First thing you want to do is roast the tomatoes. Combine the tomatoes, honey, balsamic and olive oil together in a bowl and then roast the tomato mixture in the oven or on the grill. I'm kinda ballparking the measurements of the tomato mixture below - I usually wing it and throw in as much as I want of each, depending on how I'm feeling. If you're using balsamic dressing, you can cut back on the olive oil. If you're using straight balsamic vinegar, add the full amount below. Feel free to add more honey, if you like a sweeter mixture. And play with it, if you want - add some garlic, throw in some fresh basil leaves, add a little lemon juice. Whatever. But make sure to roast the tomato mixture in the oven or on the grill - the roasting gives the mixture such a richer flavor. You can cook the tomatoes in a skillet if you need to, but you lose a bit of that smoky, roasted goodness. Cook until the tomato skins burst and they're all wrinkled (10-15 minutes). Stir once if you want.

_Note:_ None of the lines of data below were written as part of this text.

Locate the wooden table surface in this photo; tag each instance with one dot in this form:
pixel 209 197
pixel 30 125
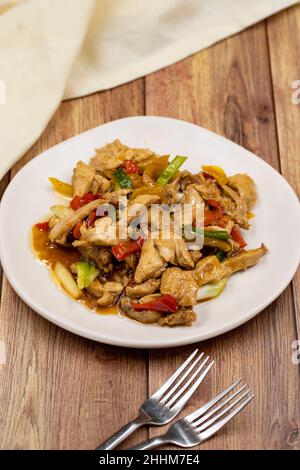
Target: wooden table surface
pixel 60 391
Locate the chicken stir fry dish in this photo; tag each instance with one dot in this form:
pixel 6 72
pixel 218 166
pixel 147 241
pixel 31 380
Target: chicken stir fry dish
pixel 155 273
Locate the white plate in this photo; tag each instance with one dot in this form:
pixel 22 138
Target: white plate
pixel 277 224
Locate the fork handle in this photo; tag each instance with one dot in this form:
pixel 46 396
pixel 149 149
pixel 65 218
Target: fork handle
pixel 151 443
pixel 121 435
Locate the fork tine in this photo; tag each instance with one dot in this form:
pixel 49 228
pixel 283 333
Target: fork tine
pixel 207 424
pixel 180 404
pixel 217 408
pixel 159 393
pixel 191 417
pixel 215 427
pixel 185 386
pixel 182 378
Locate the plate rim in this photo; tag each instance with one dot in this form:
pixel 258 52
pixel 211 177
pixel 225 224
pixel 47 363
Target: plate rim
pixel 144 343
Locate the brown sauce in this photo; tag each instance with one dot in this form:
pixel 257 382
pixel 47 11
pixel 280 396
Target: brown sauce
pixel 49 254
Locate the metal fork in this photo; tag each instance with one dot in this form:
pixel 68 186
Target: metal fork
pixel 204 422
pixel 168 401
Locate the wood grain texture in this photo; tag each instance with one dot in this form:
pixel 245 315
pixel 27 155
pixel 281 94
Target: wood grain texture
pixel 61 391
pixel 227 88
pixel 284 72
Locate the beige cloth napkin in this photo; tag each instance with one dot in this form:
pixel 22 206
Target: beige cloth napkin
pixel 56 49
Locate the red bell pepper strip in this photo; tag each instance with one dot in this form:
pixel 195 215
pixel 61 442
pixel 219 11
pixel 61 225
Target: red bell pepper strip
pixel 166 303
pixel 130 167
pixel 82 201
pixel 76 230
pixel 211 217
pixel 123 249
pixel 91 219
pixel 43 226
pixel 236 235
pixel 75 203
pixel 207 176
pixel 214 203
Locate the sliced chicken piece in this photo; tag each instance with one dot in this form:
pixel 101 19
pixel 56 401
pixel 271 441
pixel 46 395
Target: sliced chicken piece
pixel 100 184
pixel 216 243
pixel 136 208
pixel 187 178
pixel 95 288
pixel 238 212
pixel 113 287
pixel 144 316
pixel 195 255
pixel 151 264
pixel 106 293
pixel 114 197
pixel 207 189
pixel 106 299
pixel 245 186
pixel 192 196
pixel 100 255
pixel 83 177
pixel 60 231
pixel 183 317
pixel 210 269
pixel 174 251
pixel 180 284
pixel 109 156
pixel 104 233
pixel 139 290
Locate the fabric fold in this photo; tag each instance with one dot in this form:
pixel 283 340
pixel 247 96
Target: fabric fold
pixel 58 49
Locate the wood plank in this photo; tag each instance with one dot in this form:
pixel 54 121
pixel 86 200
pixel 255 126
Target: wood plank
pixel 287 25
pixel 227 89
pixel 3 184
pixel 60 391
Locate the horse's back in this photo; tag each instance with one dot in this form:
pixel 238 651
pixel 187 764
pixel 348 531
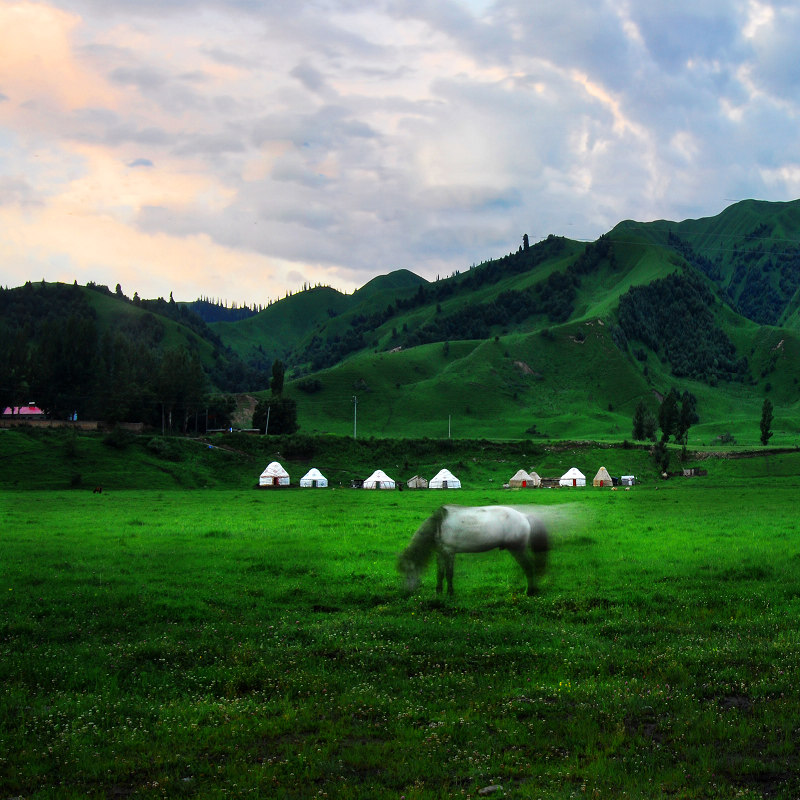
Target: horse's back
pixel 478 528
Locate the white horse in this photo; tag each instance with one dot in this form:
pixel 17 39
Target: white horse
pixel 462 529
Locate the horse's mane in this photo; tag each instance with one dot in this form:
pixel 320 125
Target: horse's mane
pixel 420 548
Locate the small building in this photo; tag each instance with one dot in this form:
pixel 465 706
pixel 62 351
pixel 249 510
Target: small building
pixel 314 479
pixel 520 480
pixel 30 411
pixel 274 475
pixel 602 478
pixel 536 481
pixel 379 480
pixel 444 479
pixel 572 477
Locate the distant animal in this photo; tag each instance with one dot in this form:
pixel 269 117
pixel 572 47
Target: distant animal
pixel 455 529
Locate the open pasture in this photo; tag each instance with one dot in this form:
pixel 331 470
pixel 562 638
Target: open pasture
pixel 243 643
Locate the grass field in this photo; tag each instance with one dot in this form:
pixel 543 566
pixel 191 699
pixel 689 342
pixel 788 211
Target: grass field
pixel 244 643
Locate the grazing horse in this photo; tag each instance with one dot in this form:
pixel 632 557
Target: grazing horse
pixel 462 529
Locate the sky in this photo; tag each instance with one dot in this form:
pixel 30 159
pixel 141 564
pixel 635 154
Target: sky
pixel 241 149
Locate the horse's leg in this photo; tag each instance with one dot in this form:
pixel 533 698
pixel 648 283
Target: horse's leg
pixel 526 562
pixel 449 561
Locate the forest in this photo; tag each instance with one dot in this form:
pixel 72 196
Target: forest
pixel 52 349
pixel 673 317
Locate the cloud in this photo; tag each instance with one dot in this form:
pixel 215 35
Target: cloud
pixel 340 140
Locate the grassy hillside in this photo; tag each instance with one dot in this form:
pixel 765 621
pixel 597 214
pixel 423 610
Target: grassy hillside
pixel 60 459
pixel 533 344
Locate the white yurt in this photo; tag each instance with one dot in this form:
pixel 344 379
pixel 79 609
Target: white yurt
pixel 520 480
pixel 602 478
pixel 573 477
pixel 274 475
pixel 379 480
pixel 314 478
pixel 444 479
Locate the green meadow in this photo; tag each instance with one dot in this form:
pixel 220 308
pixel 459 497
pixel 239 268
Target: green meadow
pixel 242 643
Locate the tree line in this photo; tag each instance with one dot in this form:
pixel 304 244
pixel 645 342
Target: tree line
pixel 54 352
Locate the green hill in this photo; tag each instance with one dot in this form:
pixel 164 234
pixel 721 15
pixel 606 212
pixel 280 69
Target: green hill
pixel 561 339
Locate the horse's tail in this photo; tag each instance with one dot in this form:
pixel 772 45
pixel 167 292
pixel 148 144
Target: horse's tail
pixel 539 542
pixel 413 560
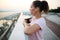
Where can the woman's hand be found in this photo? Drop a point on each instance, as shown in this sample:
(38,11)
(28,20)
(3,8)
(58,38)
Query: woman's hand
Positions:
(25,23)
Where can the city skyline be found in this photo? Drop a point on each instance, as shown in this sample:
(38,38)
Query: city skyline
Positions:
(24,4)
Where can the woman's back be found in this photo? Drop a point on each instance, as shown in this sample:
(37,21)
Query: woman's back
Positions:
(39,34)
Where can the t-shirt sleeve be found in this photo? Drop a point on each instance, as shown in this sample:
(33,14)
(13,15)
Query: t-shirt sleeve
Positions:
(41,24)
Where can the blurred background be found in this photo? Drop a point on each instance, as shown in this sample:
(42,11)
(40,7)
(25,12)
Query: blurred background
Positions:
(10,11)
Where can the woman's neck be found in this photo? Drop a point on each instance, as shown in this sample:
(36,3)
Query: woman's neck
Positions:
(38,15)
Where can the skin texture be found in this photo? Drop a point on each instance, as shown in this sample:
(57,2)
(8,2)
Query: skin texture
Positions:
(35,27)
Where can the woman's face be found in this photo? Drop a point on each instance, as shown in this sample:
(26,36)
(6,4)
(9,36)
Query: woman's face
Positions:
(33,10)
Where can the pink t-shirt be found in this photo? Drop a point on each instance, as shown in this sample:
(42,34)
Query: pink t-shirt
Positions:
(39,34)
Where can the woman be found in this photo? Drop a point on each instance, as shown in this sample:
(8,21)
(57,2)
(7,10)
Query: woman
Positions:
(35,28)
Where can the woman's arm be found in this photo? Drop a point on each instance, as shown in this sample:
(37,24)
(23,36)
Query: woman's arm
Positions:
(31,29)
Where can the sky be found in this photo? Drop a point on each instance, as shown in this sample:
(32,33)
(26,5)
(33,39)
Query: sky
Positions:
(24,4)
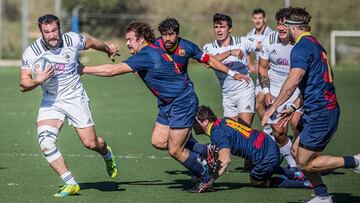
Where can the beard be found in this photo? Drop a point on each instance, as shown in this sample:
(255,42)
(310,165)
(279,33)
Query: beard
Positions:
(52,45)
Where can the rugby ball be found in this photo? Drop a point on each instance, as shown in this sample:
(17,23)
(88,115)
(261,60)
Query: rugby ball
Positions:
(42,64)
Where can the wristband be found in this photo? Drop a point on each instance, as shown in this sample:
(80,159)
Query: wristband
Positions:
(293,107)
(266,90)
(231,73)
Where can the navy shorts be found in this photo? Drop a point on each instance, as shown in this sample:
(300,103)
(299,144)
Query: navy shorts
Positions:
(316,129)
(264,169)
(181,112)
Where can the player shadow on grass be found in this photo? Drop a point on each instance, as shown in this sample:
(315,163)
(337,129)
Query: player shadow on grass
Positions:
(105,186)
(187,183)
(337,197)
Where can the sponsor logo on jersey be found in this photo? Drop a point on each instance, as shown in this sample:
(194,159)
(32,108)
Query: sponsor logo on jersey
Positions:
(182,52)
(282,61)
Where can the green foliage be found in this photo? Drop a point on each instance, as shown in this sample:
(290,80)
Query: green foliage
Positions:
(124,111)
(103,18)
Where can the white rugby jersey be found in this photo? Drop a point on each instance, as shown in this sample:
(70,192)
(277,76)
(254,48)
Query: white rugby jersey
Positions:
(65,83)
(278,55)
(234,63)
(253,36)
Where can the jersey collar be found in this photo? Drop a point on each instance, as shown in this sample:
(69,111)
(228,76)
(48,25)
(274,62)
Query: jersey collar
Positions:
(208,128)
(173,49)
(301,36)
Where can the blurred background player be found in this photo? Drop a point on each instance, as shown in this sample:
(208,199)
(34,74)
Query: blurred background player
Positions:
(177,100)
(274,67)
(310,71)
(239,139)
(258,33)
(63,95)
(238,96)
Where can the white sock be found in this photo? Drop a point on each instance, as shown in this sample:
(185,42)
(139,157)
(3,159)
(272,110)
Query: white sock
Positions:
(285,151)
(107,156)
(68,178)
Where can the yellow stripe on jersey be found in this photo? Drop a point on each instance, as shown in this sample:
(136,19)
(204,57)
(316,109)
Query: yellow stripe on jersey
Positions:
(244,130)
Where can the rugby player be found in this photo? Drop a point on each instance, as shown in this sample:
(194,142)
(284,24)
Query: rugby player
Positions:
(274,67)
(63,95)
(258,34)
(239,139)
(238,96)
(311,73)
(177,100)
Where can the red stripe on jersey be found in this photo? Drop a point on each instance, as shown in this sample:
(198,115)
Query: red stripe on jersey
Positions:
(217,122)
(258,143)
(167,57)
(313,40)
(205,58)
(331,98)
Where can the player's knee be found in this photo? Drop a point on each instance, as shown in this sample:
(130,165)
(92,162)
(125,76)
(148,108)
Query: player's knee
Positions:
(47,140)
(90,144)
(304,165)
(280,138)
(293,152)
(175,152)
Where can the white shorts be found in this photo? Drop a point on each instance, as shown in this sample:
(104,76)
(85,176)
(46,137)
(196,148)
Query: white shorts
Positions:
(258,88)
(242,102)
(76,110)
(275,117)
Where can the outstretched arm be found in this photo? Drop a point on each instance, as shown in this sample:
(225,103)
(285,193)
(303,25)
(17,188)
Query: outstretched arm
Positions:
(291,83)
(99,45)
(107,70)
(232,52)
(27,83)
(217,65)
(264,80)
(225,160)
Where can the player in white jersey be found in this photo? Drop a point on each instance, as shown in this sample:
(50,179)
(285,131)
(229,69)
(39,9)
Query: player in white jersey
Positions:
(238,96)
(274,67)
(63,95)
(258,33)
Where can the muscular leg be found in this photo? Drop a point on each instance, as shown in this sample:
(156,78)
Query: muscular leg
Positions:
(294,120)
(280,134)
(160,136)
(91,141)
(177,141)
(58,164)
(260,105)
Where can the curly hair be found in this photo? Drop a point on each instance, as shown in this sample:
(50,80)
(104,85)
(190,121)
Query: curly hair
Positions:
(205,113)
(300,15)
(258,11)
(169,24)
(142,29)
(47,19)
(281,14)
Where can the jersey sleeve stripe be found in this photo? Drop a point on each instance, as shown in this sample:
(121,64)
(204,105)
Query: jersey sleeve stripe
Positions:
(37,52)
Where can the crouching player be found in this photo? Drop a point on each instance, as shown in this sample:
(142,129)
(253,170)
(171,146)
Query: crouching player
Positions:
(237,138)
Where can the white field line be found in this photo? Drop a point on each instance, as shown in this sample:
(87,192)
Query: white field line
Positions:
(128,156)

While your tomatoes are roasting, throw the chicken breasts in a skillet or on the grill to cook. I usually pound them out before cooking so they're not so thick that they take 45 minutes to cook. Ain't no one got time for that. All you need is a little salt and pepper for seasoning. I love cooking the chicken in a cast iron pan with a little bit of olive oil, just to get a little bit of a crispy texture on the chicken, but you can cook it however you want. Bake it, saute it, grill it...doesn't matter. Cooking the chicken is the easy part. And then when it's done, spoon the tomato mixture right on top! THAT'S IT. IT'S DONE. And it's perfection. At this point (if you just had to mess with it...like I always have to do with any recipe), you could also drizzle some of that balsamic glaze (I love that stuff...and that's NOT an affiliate link or anything) on the chicken or top with a slice of fresh mozzarella. Mmmmm...
2 pints grape tomatoes
2 tablespoons honey
2 teaspoons olive oil
2 tablespoons balsamic vinaigrette salad dressing (or 1 tablespoon balsamic vinegar)
2 teaspoons salt, divided
4 (6-ounce) skinless, boneless chicken breast halves
1/2 teaspoon freshly ground black pepper
1. Preheat oven to 450 degrees (or use BBQ grill)
2. Combine tomatoes, honey, olive oil and balsamic in a small bowl; place tomato mixture on a foil-lined cookie sheet (or create foil pouch for grill).
3. Bake tomato mixture at 450° (or put on grill) for about 10 minutes or until tomato skins burst and/or wrinkle. Transfer mixture to a bowl, scraping juices into bowl. Stir 1 teaspoon salt into mixture.
4. Sprinkle chicken evenly with 1 teaspoon salt and the black pepper.
5. Coat pan with cooking spray. Add chicken to pan (coated with non-stick spray) or on grill until cooked throughout (165 degrees).
6. Place chicken on individual plates and spoon tomato mixture evenly over chicken. Enjoy!
So, I hope you try this!
I hope you love it as much as I do.
And I hope it helps makes you dinnertime slightly less insane.